À travers l’Afrique, une autre économie prospère loin des projecteurs institutionnels : celle des vendeurs de rue, des artisans numériques, des réparateurs, des micro-agriculteurs urbains. Invisibles aux yeux de l’administration, absents des statistiques officielles, ces entrepreneurs du terrain forment pourtant la colonne vertébrale d’une grande partie des économies nationales.
Loin des salons climatisés et des incubateurs financés à coups de millions, ils créent de la valeur dans des conditions souvent précaires, avec une résilience que peu de systèmes formels peuvent égaler. Voici pourquoi leur reconnaissance est une urgence stratégique.
1. Ils Innovent sans les Mots-clés
L’innovation ne se limite pas aux startups ni aux levées de fonds. Qu’il s’agisse de transformer une remorque en kiosque mobile ou de créer une application via WhatsApp sans ligne de crédit, l’entrepreneur du terrain adapte et invente, avec les moyens du bord. Son intelligence est contextuelle, souvent empirique, mais toujours orientée vers la résolution concrète de problèmes réels. Pourtant, cette inventivité n’entre dans aucune case de l’innovation « labellisée » par l’État ou les bailleurs.
2. Ils Structurent l’économie informelle, Sans en être Récompensés
Dans de nombreuses villes africaines, ce sont eux qui distribuent les produits agricoles, assurent la mobilité urbaine, offrent des services de proximité, et parfois même suppléent les institutions défaillantes. Loin d’être marginaux, ces entrepreneurs structurent des écosystèmes économiques parallèles, agissant comme amortisseurs sociaux. Ils fournissent du travail, génèrent des revenus, mais n’accèdent ni aux financements classiques, ni à la protection sociale.
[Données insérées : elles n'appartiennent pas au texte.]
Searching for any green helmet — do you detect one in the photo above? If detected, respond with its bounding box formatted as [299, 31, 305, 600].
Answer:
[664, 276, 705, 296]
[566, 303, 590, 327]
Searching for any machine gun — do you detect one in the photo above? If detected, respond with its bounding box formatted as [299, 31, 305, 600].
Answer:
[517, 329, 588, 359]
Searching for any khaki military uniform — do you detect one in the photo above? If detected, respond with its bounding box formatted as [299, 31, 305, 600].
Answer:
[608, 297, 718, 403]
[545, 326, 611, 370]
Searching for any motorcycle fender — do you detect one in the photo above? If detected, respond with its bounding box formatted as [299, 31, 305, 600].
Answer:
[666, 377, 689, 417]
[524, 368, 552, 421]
3. Ils font Plus avec Moins
Pas de subvention. Pas de formation sponsorisée. Pas d’allègement fiscal. Et pourtant, ces entrepreneurs continuent d’exister, voire de croître. Grâce à des circuits de débrouille, de la solidarité communautaire, ou une discipline budgétaire de survie, ils parviennent à équilibrer leurs activités sans soutien externe. Une rentabilité de terrain, souvent à haut risque, mais d’une efficacité brute rarement reconnue.
4. Ils veulent être Formalisés, mais pas à N’importe quel Prix
Contrairement aux préjugés, beaucoup d’entrepreneurs informels souhaitent se formaliser : pour protéger leur activité, accéder à des marchés plus larges, ou transmettre leur entreprise. Mais les processus actuels de formalisation sont souvent inadaptés : coûteux, opaques, bureaucratiques. L’État demande des comptes à ceux qu’il n’a jamais accompagnés. Il est temps de construire une formalisation incitative, progressive et protectrice.
5. Ils incarnent une Nouvelle génération de Leadership économique
Il ne s’agit pas de misérabilisme. Le leadership économique ne se limite plus aux élites diplômées. Dans les ruelles, les marchés, les quartiers populaires, émerge une génération d’entrepreneurs autodidactes, digitaux, connectés, formés par la pratique. Ils ne demandent pas l’aumône publique, mais des règles du jeu équitables : accès à la commande publique, infrastructures de base, microcrédits fonctionnels, sécurité juridique
L’économie du terrain est l’économie réelle. Celle qui nourrit, transporte, soigne, équipe. Elle n’est ni informelle par choix, ni marginale par nature. Elle est simplement le reflet d’un système institutionnel qui a trop longtemps ignoré l’économie qui se passe sans lui.
Plaider pour ces entrepreneurs, c’est plaider pour une vision inclusive, pragmatique et souveraine du développement. Car il n’y aura pas de croissance durable sans intégrer pleinement ceux qui, chaque jour, font vivre l’économie malgré l’oubli.